Le compromis prévoit également un objectif de réduction d'émissions de carbone de 31% pour les camionnettes. Pour celles-ci comme pour les voitures, un objectif intermédiaire de -15% a été fixé pour 2025.

 

Avertissement des constructeurs

L'industrie automobile s'était fortement mobilisée tout au long du parcours législatif du texte, arguant notamment de risques pour l'emploi. L'Association européenne des constructeurs automobiles a, une nouvelle fois, fait part de "graves inquiétudes" lundi.

Les objectifs fixés par l'UE vont avoir un "effet dévastateur" sur l'emploi dans l'industrie automobile, a averti l'ACEA dans un communiqué.

"L'industrie déplore que cet objectif pour 2030 réponde purement à des motivations politiques, sans prendre en compte les réalités technologiques et socio-économiques", explique-t-elle.

L'ONG Transport & Environnement s'est de son côté félicitée malgré quelques réserves.

"L'Europe change de vitesse dans la course à la production de véhicules à émissions nulles. La nouvelle législation signifie que d'ici 2030, environ un tiers des nouveaux véhicules fonctionneront à l'électricité ou à l'hydrogène.
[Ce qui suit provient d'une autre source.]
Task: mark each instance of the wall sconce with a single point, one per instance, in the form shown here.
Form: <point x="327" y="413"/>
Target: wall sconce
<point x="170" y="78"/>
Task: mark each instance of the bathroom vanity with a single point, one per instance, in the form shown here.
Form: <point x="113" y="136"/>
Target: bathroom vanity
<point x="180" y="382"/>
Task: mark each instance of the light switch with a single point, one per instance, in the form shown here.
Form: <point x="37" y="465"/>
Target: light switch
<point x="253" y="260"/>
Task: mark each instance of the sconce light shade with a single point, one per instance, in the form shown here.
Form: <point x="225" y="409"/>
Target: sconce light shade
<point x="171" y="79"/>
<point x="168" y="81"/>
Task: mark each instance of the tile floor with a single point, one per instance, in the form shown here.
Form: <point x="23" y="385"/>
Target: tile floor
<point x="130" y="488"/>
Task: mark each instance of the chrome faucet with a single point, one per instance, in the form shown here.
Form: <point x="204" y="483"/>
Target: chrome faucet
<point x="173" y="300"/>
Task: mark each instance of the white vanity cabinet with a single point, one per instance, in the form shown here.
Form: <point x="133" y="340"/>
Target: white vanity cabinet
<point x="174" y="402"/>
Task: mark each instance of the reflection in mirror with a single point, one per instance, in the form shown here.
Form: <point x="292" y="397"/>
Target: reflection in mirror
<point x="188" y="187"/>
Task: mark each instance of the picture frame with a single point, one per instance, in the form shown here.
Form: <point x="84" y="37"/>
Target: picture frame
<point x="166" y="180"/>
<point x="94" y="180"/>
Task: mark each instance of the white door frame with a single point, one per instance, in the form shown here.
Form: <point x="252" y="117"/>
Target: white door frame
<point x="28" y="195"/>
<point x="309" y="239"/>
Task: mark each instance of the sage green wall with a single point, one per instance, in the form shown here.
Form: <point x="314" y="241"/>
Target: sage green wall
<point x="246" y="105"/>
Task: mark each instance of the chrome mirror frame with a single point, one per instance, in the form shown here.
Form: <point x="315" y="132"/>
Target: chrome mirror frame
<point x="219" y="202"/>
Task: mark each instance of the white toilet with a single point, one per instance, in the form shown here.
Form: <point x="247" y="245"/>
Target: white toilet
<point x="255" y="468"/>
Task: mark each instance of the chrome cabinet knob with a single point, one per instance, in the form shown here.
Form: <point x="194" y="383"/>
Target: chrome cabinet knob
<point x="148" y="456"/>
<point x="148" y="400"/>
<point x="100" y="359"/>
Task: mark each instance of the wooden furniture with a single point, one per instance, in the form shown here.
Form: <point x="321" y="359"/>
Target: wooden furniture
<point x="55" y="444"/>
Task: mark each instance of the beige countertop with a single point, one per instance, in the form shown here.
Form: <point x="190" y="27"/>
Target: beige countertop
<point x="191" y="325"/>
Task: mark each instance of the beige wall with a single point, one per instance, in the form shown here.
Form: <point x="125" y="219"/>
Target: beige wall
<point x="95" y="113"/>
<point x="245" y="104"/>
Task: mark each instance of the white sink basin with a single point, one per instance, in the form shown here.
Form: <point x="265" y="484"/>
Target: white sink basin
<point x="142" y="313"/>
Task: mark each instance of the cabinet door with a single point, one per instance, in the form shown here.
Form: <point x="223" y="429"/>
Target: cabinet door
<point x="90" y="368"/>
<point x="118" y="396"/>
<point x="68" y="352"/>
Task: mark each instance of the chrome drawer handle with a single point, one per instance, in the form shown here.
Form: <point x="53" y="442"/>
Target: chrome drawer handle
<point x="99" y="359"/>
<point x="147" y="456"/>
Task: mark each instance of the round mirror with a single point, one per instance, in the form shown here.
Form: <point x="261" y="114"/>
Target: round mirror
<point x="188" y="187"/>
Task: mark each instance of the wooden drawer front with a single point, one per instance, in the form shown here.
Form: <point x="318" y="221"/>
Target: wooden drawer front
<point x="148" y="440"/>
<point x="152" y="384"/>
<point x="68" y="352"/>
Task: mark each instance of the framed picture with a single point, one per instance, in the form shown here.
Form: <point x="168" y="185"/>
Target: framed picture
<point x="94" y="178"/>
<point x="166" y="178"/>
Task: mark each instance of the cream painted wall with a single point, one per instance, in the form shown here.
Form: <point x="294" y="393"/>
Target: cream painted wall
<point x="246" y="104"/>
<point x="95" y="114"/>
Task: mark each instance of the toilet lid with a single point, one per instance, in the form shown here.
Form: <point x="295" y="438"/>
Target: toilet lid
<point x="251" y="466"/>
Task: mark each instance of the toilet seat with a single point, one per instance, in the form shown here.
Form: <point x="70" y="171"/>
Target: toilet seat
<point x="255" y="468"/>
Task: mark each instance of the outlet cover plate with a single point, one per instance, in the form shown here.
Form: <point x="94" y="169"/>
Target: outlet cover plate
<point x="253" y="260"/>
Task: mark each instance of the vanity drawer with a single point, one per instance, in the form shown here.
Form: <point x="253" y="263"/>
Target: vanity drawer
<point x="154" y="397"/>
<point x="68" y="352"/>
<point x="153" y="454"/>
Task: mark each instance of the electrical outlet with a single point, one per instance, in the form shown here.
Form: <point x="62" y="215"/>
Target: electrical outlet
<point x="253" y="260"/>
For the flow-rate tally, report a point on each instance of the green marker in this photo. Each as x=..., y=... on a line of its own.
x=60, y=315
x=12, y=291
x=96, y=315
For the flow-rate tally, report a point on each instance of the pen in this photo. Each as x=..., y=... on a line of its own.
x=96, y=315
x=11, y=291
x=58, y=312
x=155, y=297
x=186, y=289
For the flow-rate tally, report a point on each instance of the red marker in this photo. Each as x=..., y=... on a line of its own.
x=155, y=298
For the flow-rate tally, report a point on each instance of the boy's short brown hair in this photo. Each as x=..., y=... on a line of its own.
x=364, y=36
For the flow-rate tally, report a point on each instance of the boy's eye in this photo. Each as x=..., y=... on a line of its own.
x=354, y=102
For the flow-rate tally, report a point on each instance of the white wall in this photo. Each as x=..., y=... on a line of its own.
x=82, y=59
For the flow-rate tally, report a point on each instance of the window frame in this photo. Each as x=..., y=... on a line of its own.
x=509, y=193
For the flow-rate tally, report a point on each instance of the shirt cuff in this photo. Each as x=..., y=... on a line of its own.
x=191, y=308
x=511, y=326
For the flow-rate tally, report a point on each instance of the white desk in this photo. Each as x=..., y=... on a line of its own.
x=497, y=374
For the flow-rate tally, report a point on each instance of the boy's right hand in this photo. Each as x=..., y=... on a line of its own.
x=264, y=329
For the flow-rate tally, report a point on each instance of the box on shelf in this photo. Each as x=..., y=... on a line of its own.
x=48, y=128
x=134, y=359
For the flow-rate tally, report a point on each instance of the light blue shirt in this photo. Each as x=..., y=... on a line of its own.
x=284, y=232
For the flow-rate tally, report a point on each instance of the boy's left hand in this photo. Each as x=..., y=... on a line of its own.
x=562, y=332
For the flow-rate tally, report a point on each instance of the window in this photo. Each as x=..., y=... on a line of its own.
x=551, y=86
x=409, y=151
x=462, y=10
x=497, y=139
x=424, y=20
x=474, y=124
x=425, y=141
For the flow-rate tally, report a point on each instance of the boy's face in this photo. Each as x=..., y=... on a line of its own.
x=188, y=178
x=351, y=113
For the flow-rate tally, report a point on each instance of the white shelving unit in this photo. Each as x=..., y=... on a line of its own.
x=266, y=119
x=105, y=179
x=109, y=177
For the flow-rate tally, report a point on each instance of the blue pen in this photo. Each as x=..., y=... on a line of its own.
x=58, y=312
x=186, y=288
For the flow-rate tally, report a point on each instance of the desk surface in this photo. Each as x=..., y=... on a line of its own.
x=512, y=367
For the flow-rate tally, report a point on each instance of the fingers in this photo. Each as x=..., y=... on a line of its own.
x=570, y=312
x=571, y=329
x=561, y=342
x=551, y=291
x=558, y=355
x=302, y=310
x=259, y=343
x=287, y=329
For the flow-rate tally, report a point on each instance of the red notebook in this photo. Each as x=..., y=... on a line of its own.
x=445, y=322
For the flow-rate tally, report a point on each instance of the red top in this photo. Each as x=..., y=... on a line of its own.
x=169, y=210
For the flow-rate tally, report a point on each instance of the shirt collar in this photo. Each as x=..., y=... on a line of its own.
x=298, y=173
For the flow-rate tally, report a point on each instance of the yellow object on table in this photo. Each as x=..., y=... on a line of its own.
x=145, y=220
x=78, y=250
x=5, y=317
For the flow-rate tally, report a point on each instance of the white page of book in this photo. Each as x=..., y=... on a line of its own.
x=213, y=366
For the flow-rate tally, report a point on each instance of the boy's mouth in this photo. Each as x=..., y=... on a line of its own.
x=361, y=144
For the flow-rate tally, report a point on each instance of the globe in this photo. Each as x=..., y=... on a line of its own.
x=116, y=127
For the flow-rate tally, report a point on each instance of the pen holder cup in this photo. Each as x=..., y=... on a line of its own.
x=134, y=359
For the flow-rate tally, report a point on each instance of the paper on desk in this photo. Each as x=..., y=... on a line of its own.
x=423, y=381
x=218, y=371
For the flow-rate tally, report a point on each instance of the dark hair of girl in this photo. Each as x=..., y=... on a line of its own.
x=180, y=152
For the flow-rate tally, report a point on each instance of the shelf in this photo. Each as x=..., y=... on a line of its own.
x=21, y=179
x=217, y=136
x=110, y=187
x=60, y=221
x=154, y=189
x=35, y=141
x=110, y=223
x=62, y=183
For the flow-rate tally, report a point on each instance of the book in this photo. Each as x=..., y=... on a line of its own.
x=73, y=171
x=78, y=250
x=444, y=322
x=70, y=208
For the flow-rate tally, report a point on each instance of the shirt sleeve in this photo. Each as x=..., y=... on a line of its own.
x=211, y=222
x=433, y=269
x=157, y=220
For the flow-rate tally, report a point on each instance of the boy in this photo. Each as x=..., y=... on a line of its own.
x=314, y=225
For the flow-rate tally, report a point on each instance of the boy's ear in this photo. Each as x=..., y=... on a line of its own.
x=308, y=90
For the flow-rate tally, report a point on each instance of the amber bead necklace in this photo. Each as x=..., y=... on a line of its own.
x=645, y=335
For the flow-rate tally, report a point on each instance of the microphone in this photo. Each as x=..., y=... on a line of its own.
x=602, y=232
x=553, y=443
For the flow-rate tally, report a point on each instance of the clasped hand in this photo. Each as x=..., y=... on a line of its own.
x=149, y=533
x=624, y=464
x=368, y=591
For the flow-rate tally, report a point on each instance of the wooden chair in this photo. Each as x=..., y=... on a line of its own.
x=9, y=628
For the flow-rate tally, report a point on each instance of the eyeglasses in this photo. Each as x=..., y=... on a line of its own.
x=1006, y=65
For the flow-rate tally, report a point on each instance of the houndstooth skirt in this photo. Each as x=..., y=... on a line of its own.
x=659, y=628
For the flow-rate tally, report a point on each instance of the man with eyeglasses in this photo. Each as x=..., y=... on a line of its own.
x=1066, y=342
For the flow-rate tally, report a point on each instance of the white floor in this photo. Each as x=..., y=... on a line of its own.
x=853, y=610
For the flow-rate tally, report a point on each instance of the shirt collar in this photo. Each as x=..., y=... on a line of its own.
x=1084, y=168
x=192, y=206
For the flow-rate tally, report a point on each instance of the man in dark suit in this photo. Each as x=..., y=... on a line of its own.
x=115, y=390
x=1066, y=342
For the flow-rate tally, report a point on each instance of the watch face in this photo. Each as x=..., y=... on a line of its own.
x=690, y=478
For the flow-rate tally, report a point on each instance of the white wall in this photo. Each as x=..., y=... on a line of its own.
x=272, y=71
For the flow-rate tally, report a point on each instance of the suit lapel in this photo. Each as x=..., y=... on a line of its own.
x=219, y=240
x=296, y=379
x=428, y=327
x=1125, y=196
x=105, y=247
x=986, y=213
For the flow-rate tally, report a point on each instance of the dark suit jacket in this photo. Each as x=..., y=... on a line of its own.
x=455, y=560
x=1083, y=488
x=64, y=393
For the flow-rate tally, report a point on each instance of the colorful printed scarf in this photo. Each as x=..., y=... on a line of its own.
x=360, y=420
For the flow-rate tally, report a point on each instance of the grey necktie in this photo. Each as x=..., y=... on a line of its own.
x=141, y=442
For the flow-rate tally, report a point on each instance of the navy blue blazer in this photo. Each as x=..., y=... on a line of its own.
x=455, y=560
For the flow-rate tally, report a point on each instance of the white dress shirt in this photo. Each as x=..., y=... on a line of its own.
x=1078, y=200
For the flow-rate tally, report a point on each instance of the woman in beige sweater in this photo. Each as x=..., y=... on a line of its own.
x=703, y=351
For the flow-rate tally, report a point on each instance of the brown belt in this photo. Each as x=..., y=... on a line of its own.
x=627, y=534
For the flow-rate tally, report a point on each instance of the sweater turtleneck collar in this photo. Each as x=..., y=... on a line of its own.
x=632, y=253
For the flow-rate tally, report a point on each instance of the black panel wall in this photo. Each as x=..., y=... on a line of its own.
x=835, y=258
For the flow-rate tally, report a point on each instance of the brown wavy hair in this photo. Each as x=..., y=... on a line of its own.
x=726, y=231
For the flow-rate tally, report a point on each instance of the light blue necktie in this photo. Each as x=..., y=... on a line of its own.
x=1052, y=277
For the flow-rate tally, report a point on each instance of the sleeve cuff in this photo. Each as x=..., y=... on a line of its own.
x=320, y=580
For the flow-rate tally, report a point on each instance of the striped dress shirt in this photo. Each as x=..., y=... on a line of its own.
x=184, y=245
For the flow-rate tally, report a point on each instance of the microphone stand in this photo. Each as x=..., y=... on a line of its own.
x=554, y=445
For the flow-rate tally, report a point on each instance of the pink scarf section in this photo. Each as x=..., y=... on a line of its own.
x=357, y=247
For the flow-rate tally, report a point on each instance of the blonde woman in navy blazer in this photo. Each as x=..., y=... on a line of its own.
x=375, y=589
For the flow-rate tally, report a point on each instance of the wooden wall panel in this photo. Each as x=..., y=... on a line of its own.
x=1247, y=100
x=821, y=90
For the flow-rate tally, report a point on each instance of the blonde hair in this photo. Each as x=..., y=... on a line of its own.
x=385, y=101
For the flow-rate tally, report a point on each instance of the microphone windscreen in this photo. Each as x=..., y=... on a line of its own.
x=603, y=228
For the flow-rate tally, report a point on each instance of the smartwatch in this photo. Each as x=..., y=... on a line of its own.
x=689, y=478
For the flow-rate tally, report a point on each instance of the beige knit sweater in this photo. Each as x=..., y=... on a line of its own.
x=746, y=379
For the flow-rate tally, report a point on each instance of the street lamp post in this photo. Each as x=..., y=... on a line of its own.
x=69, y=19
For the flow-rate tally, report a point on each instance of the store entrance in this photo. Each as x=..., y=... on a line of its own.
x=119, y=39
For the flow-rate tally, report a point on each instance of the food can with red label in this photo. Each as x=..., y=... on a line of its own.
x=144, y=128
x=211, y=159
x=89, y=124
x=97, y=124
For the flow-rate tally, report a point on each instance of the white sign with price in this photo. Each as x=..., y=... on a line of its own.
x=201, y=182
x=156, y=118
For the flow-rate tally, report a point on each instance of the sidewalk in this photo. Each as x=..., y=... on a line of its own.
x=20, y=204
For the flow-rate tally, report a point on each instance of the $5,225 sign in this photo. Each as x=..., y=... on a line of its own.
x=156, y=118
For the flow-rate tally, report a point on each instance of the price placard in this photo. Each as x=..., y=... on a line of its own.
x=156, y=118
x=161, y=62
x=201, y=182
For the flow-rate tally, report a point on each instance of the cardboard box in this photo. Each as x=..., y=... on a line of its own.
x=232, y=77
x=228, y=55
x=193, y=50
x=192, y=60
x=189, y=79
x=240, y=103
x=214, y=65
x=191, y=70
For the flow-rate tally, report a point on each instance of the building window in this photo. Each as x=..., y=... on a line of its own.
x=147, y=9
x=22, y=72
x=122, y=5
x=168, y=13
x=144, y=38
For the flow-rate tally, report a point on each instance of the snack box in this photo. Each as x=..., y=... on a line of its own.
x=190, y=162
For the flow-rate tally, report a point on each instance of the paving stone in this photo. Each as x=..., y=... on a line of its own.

C'est un progrès, mais cela ne va pas assez vite pour atteindre nos objectifs climatiques", a nuancé Greg Archer, de T&E.

L'eurodéputée Verts Karima Delli, présidente de la commission Transport au Parlement, s'est montrée plus dure.

"Au lieu de recadrer le secteur automobile et de préconiser des mesures favorisant les investissements et les nouveaux emplois dans une mobilité à zéro émission, les gouvernements ont une nouvelle fois fait preuve de leur impuissance à forger des lois à la hauteur des enjeux climatiques et des attentes des citoyens", a-t-elle regretté.

L'UE s'est engagée à la COP21 à réduire d'au moins 40% les émissions des gaz à effet de serre (CO2, méthane, protoxyde d'azote, etc.) d'ici 2030, par rapport à 1990, dans l'ensemble des secteurs de son économie.